Weissman: Es überschneidet sich. Teile der eingesetzten Musik, auch der Hintergrundmusik ist von Insassen komponiert. Der Regisseur Kurt Gerron, selbst interniert, wurde gezwungen diesen Film zu machen. Dreimal mußte er das Drehbuch umschreiben, bis es den Nazis genehm war. Und dann wurde in nur achtzehn Tagen, Ende August 1944, gedreht. Man sieht natürlich nur das ganz polierte Bild des kulturellen Lebens. Die Leute sitzen an Tischen, die mit Blumen geschmückt sind, sind hübsch angezogen und andere Verlogenheiten. Tatsächlich tauchte das kulturelle Leben, das vorher nur im Untergrund stattfinden konnte, in dem Maß auf, wie die SS es zuließ. Sie nahm sogar daran teil, auch in Auschwitz besuchte sie Theatervorstellungen im Familienlager, dort waren die Leute, die aus Theresienstadt kamen und privilegiert behandelt wurden. Selbst wenn die Juden längst zur Vernichtung bestimmt waren, sie musizierten und spielten Theater. Das half natürlich auch, den Betrug aufrechtzuerhalten.

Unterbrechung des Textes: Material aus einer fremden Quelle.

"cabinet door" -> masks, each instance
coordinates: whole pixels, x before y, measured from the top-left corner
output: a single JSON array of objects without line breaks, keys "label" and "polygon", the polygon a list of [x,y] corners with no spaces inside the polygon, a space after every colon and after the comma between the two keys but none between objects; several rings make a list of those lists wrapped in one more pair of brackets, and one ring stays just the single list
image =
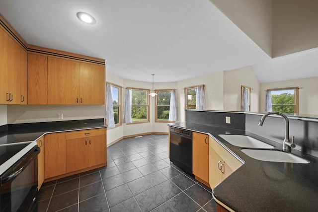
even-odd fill
[{"label": "cabinet door", "polygon": [[11,94],[8,104],[19,104],[20,90],[20,48],[12,38],[9,38],[8,51],[8,92]]},{"label": "cabinet door", "polygon": [[222,159],[212,147],[209,147],[209,151],[210,161],[209,184],[213,189],[222,181],[222,173],[219,169]]},{"label": "cabinet door", "polygon": [[82,104],[105,104],[105,66],[80,63],[80,102]]},{"label": "cabinet door", "polygon": [[48,103],[48,57],[28,54],[28,104]]},{"label": "cabinet door", "polygon": [[106,163],[106,135],[90,137],[88,141],[88,166]]},{"label": "cabinet door", "polygon": [[48,104],[78,104],[79,73],[79,62],[48,57]]},{"label": "cabinet door", "polygon": [[37,141],[40,147],[38,155],[38,191],[44,181],[44,137],[42,136]]},{"label": "cabinet door", "polygon": [[192,172],[209,183],[209,136],[192,133]]},{"label": "cabinet door", "polygon": [[20,104],[26,105],[27,103],[27,77],[28,77],[28,54],[22,48],[20,48],[21,64],[20,73],[21,77]]},{"label": "cabinet door", "polygon": [[88,165],[88,141],[87,138],[66,141],[66,172],[87,168]]},{"label": "cabinet door", "polygon": [[45,179],[66,173],[66,133],[52,133],[45,136],[44,176]]},{"label": "cabinet door", "polygon": [[0,27],[0,104],[7,104],[9,36]]}]

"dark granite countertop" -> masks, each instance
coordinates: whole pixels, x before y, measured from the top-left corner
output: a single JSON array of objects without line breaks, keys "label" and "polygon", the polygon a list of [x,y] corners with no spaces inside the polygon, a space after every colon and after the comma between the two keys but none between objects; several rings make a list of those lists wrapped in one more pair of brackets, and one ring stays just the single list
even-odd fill
[{"label": "dark granite countertop", "polygon": [[316,211],[318,208],[318,158],[292,150],[309,164],[267,162],[252,158],[242,147],[230,144],[218,134],[245,135],[282,149],[281,143],[242,130],[190,122],[169,124],[183,129],[208,134],[244,162],[213,189],[213,195],[238,212]]},{"label": "dark granite countertop", "polygon": [[[3,126],[2,126],[3,127]],[[0,144],[33,141],[46,133],[107,127],[104,119],[9,124],[0,132]]]}]

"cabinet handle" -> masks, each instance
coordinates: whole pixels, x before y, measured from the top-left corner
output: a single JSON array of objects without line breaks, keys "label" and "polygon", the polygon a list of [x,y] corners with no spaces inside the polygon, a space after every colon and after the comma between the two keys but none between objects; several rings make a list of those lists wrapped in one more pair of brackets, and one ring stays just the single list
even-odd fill
[{"label": "cabinet handle", "polygon": [[224,172],[222,171],[222,167],[223,166],[223,165],[224,165],[224,164],[222,163],[221,164],[221,166],[220,167],[221,168],[220,169],[220,170],[221,170],[221,172],[222,173],[222,174],[224,174]]}]

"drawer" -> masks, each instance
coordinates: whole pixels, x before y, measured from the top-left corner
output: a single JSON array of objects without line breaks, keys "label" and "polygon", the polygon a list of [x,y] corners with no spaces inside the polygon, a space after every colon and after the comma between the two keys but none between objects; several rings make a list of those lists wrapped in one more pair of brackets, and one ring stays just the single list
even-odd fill
[{"label": "drawer", "polygon": [[106,135],[106,128],[79,130],[66,133],[66,140]]}]

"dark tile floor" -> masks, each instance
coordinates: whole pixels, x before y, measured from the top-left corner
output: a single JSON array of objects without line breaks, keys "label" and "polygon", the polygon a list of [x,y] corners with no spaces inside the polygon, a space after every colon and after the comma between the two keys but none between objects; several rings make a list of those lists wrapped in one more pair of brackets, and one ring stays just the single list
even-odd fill
[{"label": "dark tile floor", "polygon": [[170,165],[168,136],[123,139],[107,166],[43,184],[38,212],[216,212],[211,190]]}]

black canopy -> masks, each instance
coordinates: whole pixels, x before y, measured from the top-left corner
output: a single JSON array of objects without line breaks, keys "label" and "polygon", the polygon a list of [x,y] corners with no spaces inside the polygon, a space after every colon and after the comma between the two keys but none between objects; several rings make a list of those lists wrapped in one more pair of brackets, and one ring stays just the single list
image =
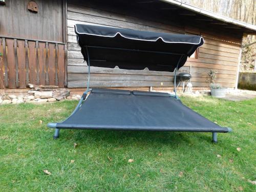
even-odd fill
[{"label": "black canopy", "polygon": [[182,67],[204,43],[197,35],[155,33],[77,24],[75,31],[81,52],[91,66],[173,72]]}]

Justman: Eine Person aus dem Film trifft es vielleicht am Besten, wenn er es nennt „the freedom of the sentence to death“. Natürlich gab es in den vier Jahren der Geschichte Theresienstadts verschiedene Perioden kultureller Entfaltung. Am Anfang war nichts derartiges möglich. Aber als die Nazis entschieden, Theresienstadt nicht nur als Zwischenstation zu nutzen, sondern auch für Propagandazwecke, liberalisierten sich die Lagerbedingungen. Während dieser „Verschönerung“ verbesserten sich die Lebensumstände radikal. Zuvor hatte man allerdings 7.500 Menschen nach Auschwitz in den Tod geschickt. Aber für die, die blieben, wurden das Leben sehr viel leichter. Und sofort stellte sich Optimismus ein: Von nun an wird alles besser. Es wird keine Transporte mehr geben. Natürlich gab es sie weiter. Aber die Leute sagten sich, sollen die ruhig mit ihrem Film Propaganda machen, Hauptsache uns geht es besser. Die waren nicht alle naiv, im Gegenteil, aber in so einer aussichtslosen Situation wie dieser wollten sie einfach überleben.

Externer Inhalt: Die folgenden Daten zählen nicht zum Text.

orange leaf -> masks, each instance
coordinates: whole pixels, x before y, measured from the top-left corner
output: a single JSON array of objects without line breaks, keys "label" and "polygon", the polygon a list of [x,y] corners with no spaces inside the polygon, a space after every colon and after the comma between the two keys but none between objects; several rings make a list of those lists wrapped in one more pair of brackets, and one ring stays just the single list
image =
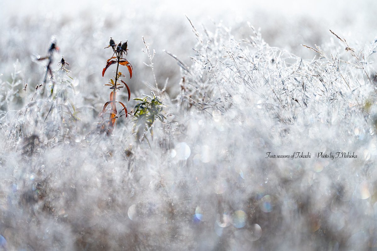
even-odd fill
[{"label": "orange leaf", "polygon": [[120,101],[117,101],[116,102],[117,102],[118,103],[122,105],[122,106],[123,106],[123,109],[124,110],[124,112],[126,112],[126,117],[127,118],[127,109],[126,108],[126,106],[125,106],[123,104],[123,103],[122,103]]},{"label": "orange leaf", "polygon": [[119,61],[119,64],[121,65],[127,65],[130,64],[130,62],[127,60],[121,60]]},{"label": "orange leaf", "polygon": [[107,106],[109,105],[109,104],[110,104],[111,102],[111,101],[108,101],[105,103],[105,104],[103,106],[103,108],[102,108],[102,111],[100,113],[100,116],[103,116],[104,113],[105,113],[105,111],[106,110],[106,107],[107,107]]},{"label": "orange leaf", "polygon": [[[109,46],[110,46],[110,45],[109,45]],[[107,61],[106,61],[106,62],[108,62],[110,60],[111,60],[111,59],[114,59],[114,58],[116,58],[116,57],[110,57],[109,59],[107,59]]]},{"label": "orange leaf", "polygon": [[107,68],[111,65],[115,64],[116,62],[116,61],[114,61],[113,60],[112,60],[110,62],[107,62],[107,64],[106,64],[106,66],[105,67],[105,68],[103,68],[103,70],[102,70],[102,77],[103,77],[103,76],[105,75],[105,72],[106,71],[106,70],[107,69]]},{"label": "orange leaf", "polygon": [[130,78],[132,77],[132,66],[129,62],[127,60],[121,60],[119,61],[119,64],[125,65],[128,68],[128,71],[130,73]]},{"label": "orange leaf", "polygon": [[131,79],[132,77],[132,67],[131,65],[126,65],[126,66],[128,68],[128,71],[130,73],[130,78]]},{"label": "orange leaf", "polygon": [[127,91],[128,92],[128,101],[130,101],[130,97],[131,96],[131,91],[130,91],[130,88],[128,88],[128,86],[127,85],[127,84],[124,83],[124,81],[123,81],[121,79],[120,81],[122,81],[122,83],[124,84],[124,85],[126,86],[126,88],[127,88]]}]

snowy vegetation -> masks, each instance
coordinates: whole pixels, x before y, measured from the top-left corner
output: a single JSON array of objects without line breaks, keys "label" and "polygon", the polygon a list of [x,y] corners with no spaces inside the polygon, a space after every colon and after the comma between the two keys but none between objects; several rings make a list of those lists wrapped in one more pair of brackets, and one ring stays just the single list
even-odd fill
[{"label": "snowy vegetation", "polygon": [[[0,250],[377,247],[377,40],[356,47],[329,31],[303,46],[307,59],[251,25],[240,38],[188,20],[194,50],[179,37],[181,56],[110,34],[128,40],[114,60],[136,62],[109,82],[117,48],[103,49],[105,21],[80,36],[64,25],[62,44],[17,36],[1,49],[14,64],[0,76]],[[113,94],[121,77],[127,110],[114,110],[101,86]],[[337,152],[357,157],[318,157]]]}]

Die Leute in Theresienstadt waren privilegiert, ihre Haare wurden nicht geschoren, sie konnten sich gegenseitig besuchen. Selbst noch in Auschwitz wurden die Menschen, die mit Transporten aus Theresienstadt kamen, sonderbehandelt: sie lebten in einem Familienlager. Was war die Funktion dieser Sonderbehandlung.

Justman: 1942/43 sickerten im Westen langsam Gerüchte durch, daß die Juden in den Lagern schlecht behandelt werden. Der Hauptgrund für Theresienstadt war wohl, ein Modell-Ghetto einzurichten, wie es dann ja auch vor der Roten-Kreuz -Kommission vorexerziert wurde. Dabei hatten sie vor allem Angst, daß die Kommission herausfinden würde, daß Theresienstadt nur eine Zwischenstation auf dem Weg nach Auschwitz ist, und dann nach Ausschwitz fragen würde. Für diesen Fall war das Familienlager in Auschwitz eingerichtet worden. Aber wie sich zeigte, war das gar nicht nötig. Das Rote Kreuz fiel auf den Schwindel herein, und die Nazis liquidierten das Familienlager.

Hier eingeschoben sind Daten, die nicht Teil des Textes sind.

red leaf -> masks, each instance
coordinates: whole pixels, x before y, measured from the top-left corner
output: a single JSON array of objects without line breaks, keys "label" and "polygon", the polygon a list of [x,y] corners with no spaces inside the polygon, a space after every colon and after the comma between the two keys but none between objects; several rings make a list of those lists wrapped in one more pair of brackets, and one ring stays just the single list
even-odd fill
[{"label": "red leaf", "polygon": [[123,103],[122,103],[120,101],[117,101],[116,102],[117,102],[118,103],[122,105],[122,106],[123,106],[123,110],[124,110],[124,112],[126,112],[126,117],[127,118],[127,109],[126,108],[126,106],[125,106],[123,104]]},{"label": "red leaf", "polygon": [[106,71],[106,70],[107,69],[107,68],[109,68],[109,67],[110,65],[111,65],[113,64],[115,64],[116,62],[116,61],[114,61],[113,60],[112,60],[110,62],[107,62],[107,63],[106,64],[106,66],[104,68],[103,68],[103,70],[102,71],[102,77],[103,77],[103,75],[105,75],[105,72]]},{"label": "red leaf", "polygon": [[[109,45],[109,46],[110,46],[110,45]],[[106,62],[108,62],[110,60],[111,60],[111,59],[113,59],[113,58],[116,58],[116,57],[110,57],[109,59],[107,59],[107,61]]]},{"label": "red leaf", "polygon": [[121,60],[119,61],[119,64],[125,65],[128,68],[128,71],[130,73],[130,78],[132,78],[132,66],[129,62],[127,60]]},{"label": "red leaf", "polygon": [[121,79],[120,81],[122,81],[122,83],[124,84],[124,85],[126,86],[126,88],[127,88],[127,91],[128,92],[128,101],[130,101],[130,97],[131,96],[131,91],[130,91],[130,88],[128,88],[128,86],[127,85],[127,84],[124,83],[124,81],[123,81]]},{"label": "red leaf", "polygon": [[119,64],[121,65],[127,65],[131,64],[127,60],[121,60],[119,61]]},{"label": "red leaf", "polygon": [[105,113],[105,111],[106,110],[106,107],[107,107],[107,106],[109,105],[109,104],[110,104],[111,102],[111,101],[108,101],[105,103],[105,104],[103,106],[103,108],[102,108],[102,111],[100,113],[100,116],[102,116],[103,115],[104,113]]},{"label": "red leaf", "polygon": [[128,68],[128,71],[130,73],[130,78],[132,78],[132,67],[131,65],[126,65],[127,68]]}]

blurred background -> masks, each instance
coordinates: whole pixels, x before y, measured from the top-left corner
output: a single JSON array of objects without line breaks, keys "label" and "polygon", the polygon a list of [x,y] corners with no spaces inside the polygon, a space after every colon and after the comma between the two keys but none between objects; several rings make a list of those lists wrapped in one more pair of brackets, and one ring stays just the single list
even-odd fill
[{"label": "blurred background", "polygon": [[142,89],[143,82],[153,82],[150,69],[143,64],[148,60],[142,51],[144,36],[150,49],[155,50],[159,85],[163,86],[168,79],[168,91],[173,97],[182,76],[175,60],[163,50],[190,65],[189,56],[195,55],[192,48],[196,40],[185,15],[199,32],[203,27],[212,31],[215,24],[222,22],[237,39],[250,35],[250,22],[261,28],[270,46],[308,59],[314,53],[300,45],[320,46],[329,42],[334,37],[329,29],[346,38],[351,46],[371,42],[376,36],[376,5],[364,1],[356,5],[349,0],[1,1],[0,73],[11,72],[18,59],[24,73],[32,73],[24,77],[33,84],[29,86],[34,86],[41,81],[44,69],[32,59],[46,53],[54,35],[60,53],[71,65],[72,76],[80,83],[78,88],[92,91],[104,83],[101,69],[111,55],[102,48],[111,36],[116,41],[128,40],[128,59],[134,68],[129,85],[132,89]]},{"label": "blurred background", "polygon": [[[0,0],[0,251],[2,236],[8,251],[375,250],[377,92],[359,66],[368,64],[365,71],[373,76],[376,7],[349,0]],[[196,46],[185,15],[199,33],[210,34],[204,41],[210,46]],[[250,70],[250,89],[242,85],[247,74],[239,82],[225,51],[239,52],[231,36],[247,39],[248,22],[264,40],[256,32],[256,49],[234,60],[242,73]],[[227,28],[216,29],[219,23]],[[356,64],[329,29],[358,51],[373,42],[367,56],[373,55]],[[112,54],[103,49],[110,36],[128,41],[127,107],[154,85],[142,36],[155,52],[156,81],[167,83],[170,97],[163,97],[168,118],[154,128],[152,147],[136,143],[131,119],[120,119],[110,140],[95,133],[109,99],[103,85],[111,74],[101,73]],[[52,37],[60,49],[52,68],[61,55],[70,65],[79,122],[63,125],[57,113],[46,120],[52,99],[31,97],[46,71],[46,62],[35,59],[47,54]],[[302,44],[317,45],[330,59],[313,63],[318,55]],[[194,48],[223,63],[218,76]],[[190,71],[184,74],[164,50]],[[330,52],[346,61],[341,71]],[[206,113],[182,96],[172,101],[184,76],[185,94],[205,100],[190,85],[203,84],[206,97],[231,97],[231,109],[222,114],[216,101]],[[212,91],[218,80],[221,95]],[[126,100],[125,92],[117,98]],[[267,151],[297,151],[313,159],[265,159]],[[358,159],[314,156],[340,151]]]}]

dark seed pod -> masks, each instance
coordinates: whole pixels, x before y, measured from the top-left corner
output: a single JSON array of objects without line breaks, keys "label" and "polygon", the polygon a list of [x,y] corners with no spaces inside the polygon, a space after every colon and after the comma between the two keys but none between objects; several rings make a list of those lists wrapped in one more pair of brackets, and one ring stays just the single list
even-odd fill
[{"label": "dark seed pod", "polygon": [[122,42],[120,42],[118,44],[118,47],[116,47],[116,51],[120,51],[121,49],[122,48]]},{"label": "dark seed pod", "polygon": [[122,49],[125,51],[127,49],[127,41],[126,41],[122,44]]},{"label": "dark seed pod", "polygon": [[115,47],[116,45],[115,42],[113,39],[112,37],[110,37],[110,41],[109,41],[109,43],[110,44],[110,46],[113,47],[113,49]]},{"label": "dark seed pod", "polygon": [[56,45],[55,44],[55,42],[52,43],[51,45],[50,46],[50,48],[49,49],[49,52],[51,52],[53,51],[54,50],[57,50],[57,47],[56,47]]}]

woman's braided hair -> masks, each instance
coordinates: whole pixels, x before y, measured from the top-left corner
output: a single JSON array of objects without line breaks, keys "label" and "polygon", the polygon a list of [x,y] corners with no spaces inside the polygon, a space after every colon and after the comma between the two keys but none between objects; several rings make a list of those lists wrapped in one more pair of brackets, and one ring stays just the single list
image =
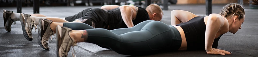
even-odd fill
[{"label": "woman's braided hair", "polygon": [[220,15],[225,17],[232,17],[234,15],[238,16],[239,19],[243,18],[245,15],[245,10],[242,6],[235,3],[230,3],[225,6],[220,12]]}]

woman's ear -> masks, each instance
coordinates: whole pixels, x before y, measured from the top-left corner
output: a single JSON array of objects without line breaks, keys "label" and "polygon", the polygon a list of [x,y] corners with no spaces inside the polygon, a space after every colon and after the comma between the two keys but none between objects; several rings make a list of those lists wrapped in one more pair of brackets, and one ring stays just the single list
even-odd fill
[{"label": "woman's ear", "polygon": [[152,18],[155,18],[155,17],[156,17],[156,16],[157,15],[157,14],[156,13],[154,13],[153,14],[153,15],[152,15]]},{"label": "woman's ear", "polygon": [[234,17],[234,23],[235,23],[236,21],[236,20],[239,20],[239,16],[237,16],[237,15],[236,15],[236,16],[235,16],[235,17]]}]

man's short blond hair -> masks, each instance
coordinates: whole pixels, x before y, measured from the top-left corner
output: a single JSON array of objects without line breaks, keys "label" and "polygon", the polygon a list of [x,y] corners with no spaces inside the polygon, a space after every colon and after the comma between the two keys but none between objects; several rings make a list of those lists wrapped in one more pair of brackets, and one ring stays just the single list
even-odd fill
[{"label": "man's short blond hair", "polygon": [[154,13],[156,14],[160,14],[162,13],[162,15],[163,15],[163,12],[162,12],[162,10],[161,8],[159,7],[159,6],[156,4],[152,4],[146,7],[145,9],[146,11],[148,11],[149,12],[150,12],[152,14]]}]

Wußten die Lagerinsassen von Theresienstadt wirklich nicht über die Vernichtung in Auschwitz Bescheid oder wollten sie es nicht wissen?

Justman: Es gab Gerüchte hier und da, man flüsterte sich schreckliche Dinge zu. 1943 verdichteten sich die Gerüchte bei der jüdischen Lagerleitung. Sie beschloß, die Berichte nicht öffentlich zu machen, weil sie Panik im Lager befürchteten. In diesem Fall hätten die Nazis alle erschossen. Es gibt dazu eine Geschichte über einen Mann namens Laderer. Er kommt auch kurz im Film vor. Laderer war im Widerstand, bevor er nach Theresienstadt kam und dann nach Auschwitz deportiert wurde. Ein junger SS-Mann, der sich in ein jüdisches Mädchen verliebt hatte, bat ihn, ihm zu helfen, sie und ihre Mutter zu befreien. Laderer und der SS-Mann flohen in SS-Uniformen auf Motorrädern. Sie wollten Geld und Papiere besorgen und dann zu den Frauen zurückkommen. Aber Laderer wollte außerdem nach Theresienstadt, um die Leute dort vor Auschwitz zu warnen. Und das tat er auch, er kam drei- oder viermal und erzählte detailliert, was in Auschwitz passiert. Einige glaubten ihm, die meisten weigerten sich. Und so war diese ganze mutige Aktion umsonst. Immerhin konnte Laderer einen Brief an das Rote Kreuz in die Schweiz schicken. Das war im Frühling 1944, da gab es bereits viele Leute im Lager, die genau Bescheid wußten. Aber sie wollten es nicht verbreiten. War das richtig oder falsch? Ich glaube, es gibt da keine einfache Antwort.